Contrast‐to‐noise as a function of depth for the multichannel phantom. [Color figure can be viewed at wileyonlinelibrary.com]

Signal uniformity

In many applications, uniformity of the light source is necessary to make sure that the light is uniform within the sample illumination area. The 780 nm LED was equipped with the appropriate diffuser to make the incident light uniform (Fig. 14). By acquiring images at multiple positions across the wide‐field phantom, we were able to determine that the phantom itself was highly uniform, as lateral changes in signal intensity were not significantly impacted by position. The change in signal uniformity was primarily radial in nature, decreasing from the center (800, 600 pixels) to the edges of the image. A change of 43% was seen from the middle to the top/bottom, and a change of 51% was seen from the middle to the right/left edges (as defined by the rectangular regions in Fig. 14).

Fig. 14

Uniformity is illustrated in terms of two‐dimensional spatial distribution as well as horizontal and vertical profiles.

Excitation light crosstalk

Results are shown in Fig. 15 for the three conditions (Section 2.D.8) used to evaluate the presence of excitation light in fluorescence images. The closed shutter image yielded a mean detector noise level of about 1850 ± 1.9 counts, whereas the nonfluorescent turbid sample showed a mean of 1934 ± 0.3 counts and the fluorescent sample generated a signal level of 4527 ± 2.3 counts. These data indicate that that while a small amount of excitation light leakage is present, this level is minor compared to the signal measured at a biologically relevant ICG concentration.
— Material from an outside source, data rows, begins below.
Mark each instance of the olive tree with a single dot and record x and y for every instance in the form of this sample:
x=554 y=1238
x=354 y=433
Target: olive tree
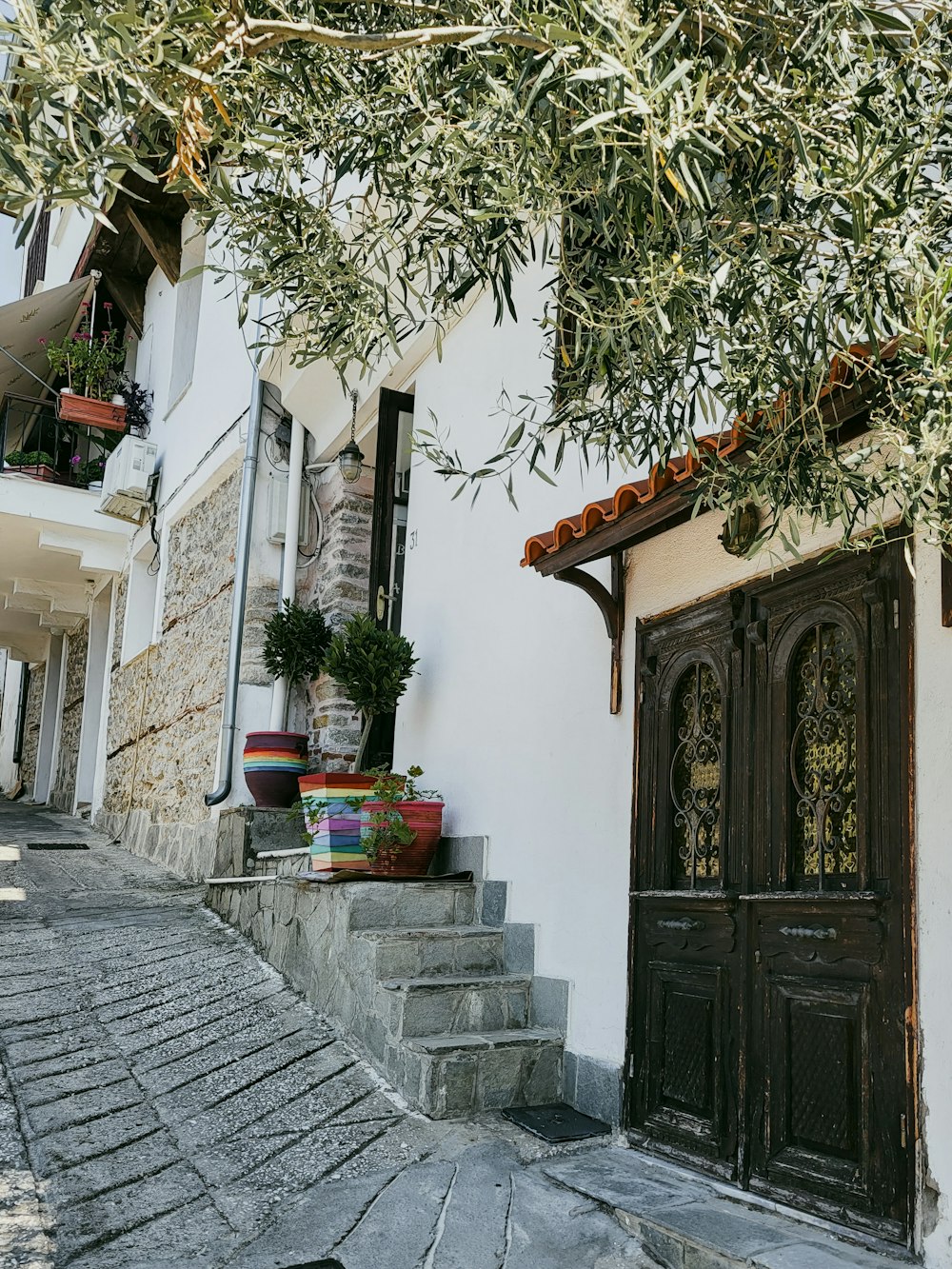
x=725 y=197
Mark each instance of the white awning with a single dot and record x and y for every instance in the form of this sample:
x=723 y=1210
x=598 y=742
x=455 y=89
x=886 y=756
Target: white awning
x=46 y=315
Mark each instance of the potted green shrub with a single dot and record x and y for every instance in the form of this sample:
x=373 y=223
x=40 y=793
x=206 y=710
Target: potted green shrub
x=400 y=825
x=30 y=462
x=295 y=644
x=372 y=666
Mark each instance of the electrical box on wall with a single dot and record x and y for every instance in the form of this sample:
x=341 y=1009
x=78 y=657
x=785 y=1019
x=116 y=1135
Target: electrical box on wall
x=126 y=479
x=278 y=509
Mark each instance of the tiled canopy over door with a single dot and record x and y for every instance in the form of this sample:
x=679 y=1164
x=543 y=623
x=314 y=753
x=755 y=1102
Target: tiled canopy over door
x=771 y=896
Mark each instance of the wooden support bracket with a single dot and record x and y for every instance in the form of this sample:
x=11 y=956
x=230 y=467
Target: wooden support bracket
x=611 y=605
x=162 y=239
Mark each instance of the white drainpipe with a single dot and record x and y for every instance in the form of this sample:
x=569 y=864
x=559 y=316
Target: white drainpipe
x=288 y=561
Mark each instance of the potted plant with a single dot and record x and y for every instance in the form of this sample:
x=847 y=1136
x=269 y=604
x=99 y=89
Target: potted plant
x=295 y=644
x=91 y=362
x=30 y=462
x=372 y=666
x=400 y=825
x=139 y=405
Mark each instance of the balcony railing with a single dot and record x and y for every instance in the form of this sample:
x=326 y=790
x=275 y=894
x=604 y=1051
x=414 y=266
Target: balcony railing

Specifically, the crosstalk level was 84 counts above the background noise, whereas the biologically relevant level was a factor of 31 higher, after background subtraction.

Fig. 15

Excitation light leakage measurements including results for the following cases: (a) shutter closed, (b) nonfluorescent epoxy‐resin phantom with µs' = 20 cm‐1 and (c) epoxy‐resin phantom with biologically relevant indocyanine green concentration (3.2 µM).

CONCLUSIONS

Based on a wide range of approaches described in medical and fluorescence imaging literature, we have developed and demonstrated a cohesive battery of test methods for evaluation of fluorescence image quality in wide‐field imagers. The following performance characteristics were addressed: spatial resolution, DOF, sensitivity, LOD, LOQ, linearity, penetration depth, FOV, uniformity, contrast‐detail analysis, and excitation light leakage. We also propose a number of key metrics that can facilitate direct, quantitative comparison of device performance. Furthermore, several of the above test methods may be modified slightly (e.g., through the use of chromophores instead of fluorophores) for use in emerging modalities such as photoacoustic tomography/microscopy and spatial frequency domain imaging. These methods have the potential to facilitate more uniform evaluation and inter‐comparison of clinical and preclinical imaging systems than is typically achieved, with the long‐term goal of establishing international standards for fluorescence image quality assessment.

DISCLAIMER

The mention of commercial products, their sources, or their use in connection with material reported herein is not to be construed as either an actual or implied endorsement of such products by the Department of Health and Human Services, and National Institute of Standards and Technology.

CONFLICT OF INTEREST

The authors have no relevant conflict of interest to disclose.